Se acercó el mozo a la mesa.
-Tráenos cuatro medias de aguardiente -dijo la Chivato-, porque éste beberá -añadió dirigiéndose a Manuel y agarrándole del brazo-. ¡Tú, chaval!
-¡Eh! -exclamó el muchacho, despertándose, sin tener idea de dónde estaba-. ¿Qué quiere usted?
La Chivato se echó a reír.
-¡Despiértate, hombre, que se te va el tren! ¿Has venido en el mixto de esta tarde?
-He venido en la... -y Manuel soltó un rosario de barbaridades.
Luego, de muy mal humor, se puso a mirar a todos lados, haciendo esfuerzos para no dormirse.
En una mesa de al lado, un hombre con trazas de chalán discutía acerca del cante y del baile flamenco con un bizco de cara de asesino.

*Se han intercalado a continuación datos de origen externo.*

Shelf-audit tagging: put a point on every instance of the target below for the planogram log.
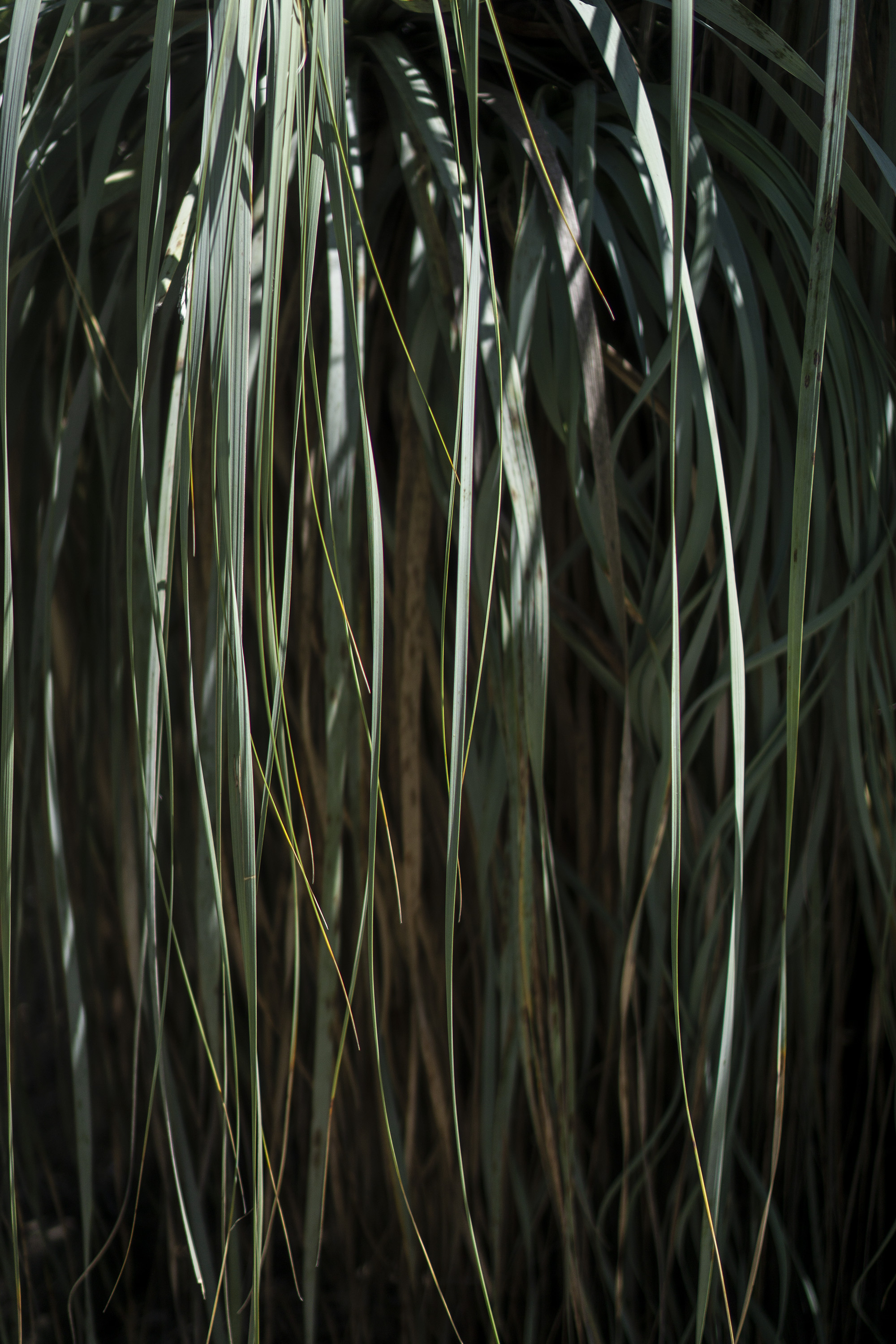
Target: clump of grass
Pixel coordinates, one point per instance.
(447, 741)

-Ya no hay artistas -decía el chalán-;antes venía uno aquí a ver al Pinto, al Canito, a los Feos, a las Macarronas... Ahora, ¿qué? Ahora, na; pollos en vinagre.
-Ése es el tocaor -dijo, señalando a este último la Chivato.
No pararon mucho tiempo las dos cantaoras en la mesa de Leandro y Manuel. El bizco estaba ya en el tablao; empezó a puntear la guitarra, se sentaron seis mujeres en fila y empezaron a palmotear rítmicamente; la Tarugo se levantó de su asiento y se arrancó a bailar de costado, luego zarandeó las caderas de una manera convulsiva; el cantaor comenzó a gargarizar suavemente; a intervalos callaba y no se oía entonces más que el castañeteo de los dedos de la Tarugo y los golpes de sus tacones, que llevaban el contrapunto.
Cuando concluyó la cantaora malagueña, se levantó un gitano de piel achocolatada, y bailó un tango, un danzón de negro; se retorcía, echaba el abdomen para adelante y los brazos atrás. Terminó sus movimientos de caderas afeminados y un trenzado complicadísimo de brazos y de piernas.
-Eso es trabajar erijo el chalán.
-Mira, yo me voy -murmuró Manuel.
-Espera; vamos a tomar otra copa.
-No; me marcho.
-Bueno; vámonos. ¡Es lástima!
En aquel momento un cantaor gordo, con una cerviz poderosa, y el guitarrista bizco de cara de asesino, se adelantaron al público, y mientras el uno rasgueaba la guitarra, poniendo de repente la mano sobre las cuerdas para detener el sonido, el otro con la cara inyectada, las venas del cuello tensas y los ojos fuera de las órbitas, lanzaba una queja gutural, sin duda muy dificultosa, porque le hacía enrojecer hasta la frente.